Now, if we use the result of the formula of the tangent, you will receive:

tan θ = tan θ₂ – tan θ₁/1+tan θ₁tanθ₂

Then from the above formula of the line inclination, we can get the angle. 

tan θ = m

Therefore one can substitute the result i.e.,tan θ₂ = m₂ and tan θ₁ = m₁ we will receive,

tan Ɵ= |(m₂ – m₁)/(1+m₁m₂)

Two Dimensions- Angle Between Two Lines formula will quickly sum up your given problem.

The angle between Two Lines in 3D

In the 3D space, straight lines are represented in two forms: Cartesian form and vector form.

Given below is the method of Cartesian Form:

L1: (x – x1) / a1 = (y – y1) / b1 = (z – z1) / c1

L2: (x – x2) / a2 = (y – y2) / b2 = (z – z2) / c2

Here L1 & L2 represent the two straight lines that are passing through the points (x1, y1, z1) and (x2, y2, z2) respectively in three-dimensional space in Cartesian Form. 

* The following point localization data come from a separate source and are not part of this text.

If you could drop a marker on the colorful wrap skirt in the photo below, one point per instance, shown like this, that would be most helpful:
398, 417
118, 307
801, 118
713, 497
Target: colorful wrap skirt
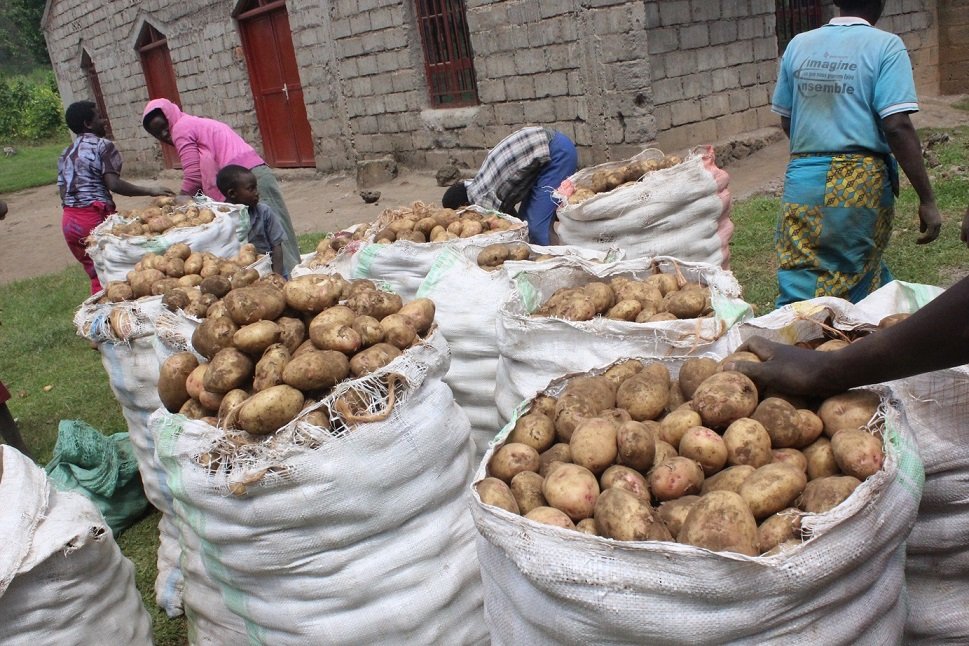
835, 223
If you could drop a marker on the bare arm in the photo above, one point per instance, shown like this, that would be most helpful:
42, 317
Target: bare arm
905, 145
117, 185
935, 337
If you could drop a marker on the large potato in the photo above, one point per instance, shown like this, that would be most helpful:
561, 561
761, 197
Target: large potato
511, 459
625, 517
720, 521
316, 369
747, 442
675, 478
496, 493
171, 379
572, 489
851, 410
228, 370
269, 410
858, 453
593, 444
724, 397
772, 487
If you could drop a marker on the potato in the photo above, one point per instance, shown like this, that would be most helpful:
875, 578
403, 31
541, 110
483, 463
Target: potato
250, 304
772, 488
705, 447
729, 479
850, 410
171, 379
511, 459
534, 429
724, 397
693, 372
292, 332
674, 478
792, 457
269, 410
747, 442
858, 453
312, 293
780, 419
269, 368
645, 397
372, 359
557, 453
674, 512
675, 424
783, 526
572, 489
820, 459
636, 445
369, 330
316, 369
496, 493
256, 337
623, 516
550, 516
593, 444
526, 487
720, 521
624, 478
824, 494
229, 369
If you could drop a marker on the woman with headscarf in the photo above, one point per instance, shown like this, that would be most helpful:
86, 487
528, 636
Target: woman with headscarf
205, 146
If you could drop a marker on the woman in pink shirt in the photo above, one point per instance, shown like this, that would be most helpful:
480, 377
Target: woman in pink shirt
204, 146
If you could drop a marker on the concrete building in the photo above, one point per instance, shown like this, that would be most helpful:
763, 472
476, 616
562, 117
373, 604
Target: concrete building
326, 84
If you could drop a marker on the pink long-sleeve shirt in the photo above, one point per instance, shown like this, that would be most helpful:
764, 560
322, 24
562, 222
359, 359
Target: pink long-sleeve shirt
204, 147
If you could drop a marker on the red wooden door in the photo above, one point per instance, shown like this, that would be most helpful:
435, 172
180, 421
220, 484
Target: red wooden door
156, 61
286, 135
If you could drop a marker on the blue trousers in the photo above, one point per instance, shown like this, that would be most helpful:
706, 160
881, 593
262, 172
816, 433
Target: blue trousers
538, 207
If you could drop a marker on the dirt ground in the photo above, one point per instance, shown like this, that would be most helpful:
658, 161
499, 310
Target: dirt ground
31, 243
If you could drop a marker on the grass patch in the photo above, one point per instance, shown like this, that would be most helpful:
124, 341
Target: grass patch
32, 165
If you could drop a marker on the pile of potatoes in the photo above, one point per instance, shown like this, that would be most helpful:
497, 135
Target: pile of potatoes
162, 216
659, 297
423, 223
494, 255
632, 454
603, 181
275, 348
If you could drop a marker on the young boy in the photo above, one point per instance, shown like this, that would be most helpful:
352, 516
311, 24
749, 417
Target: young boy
88, 172
266, 232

Direction ratios of line L1 are a1, b1, c1then a vector parallel to L1 is 

L1 = a1 i + b1 j + c1k

Direction ratios of line L2 are a2, b2, c2, then a vector parallel to L2 is 

L2 = a2i + b2 j + c2k

Then the angle ∅ between L1 and L2 is given by:

∅ = cos-1{(1 . 2) / (|L1| × |L2|)}

Conclusion

So, the process of derivation and its formula will help you find Two Dimensions-Angle Between Two Lines. There are always alternatives to the solution, so it depends on your understanding of the problem and the best solution you can put into finding it. 

The article has explained how one can calculate the angle between two lines in a two and three-dimensional space. It will help you have proper knowledge on the subject.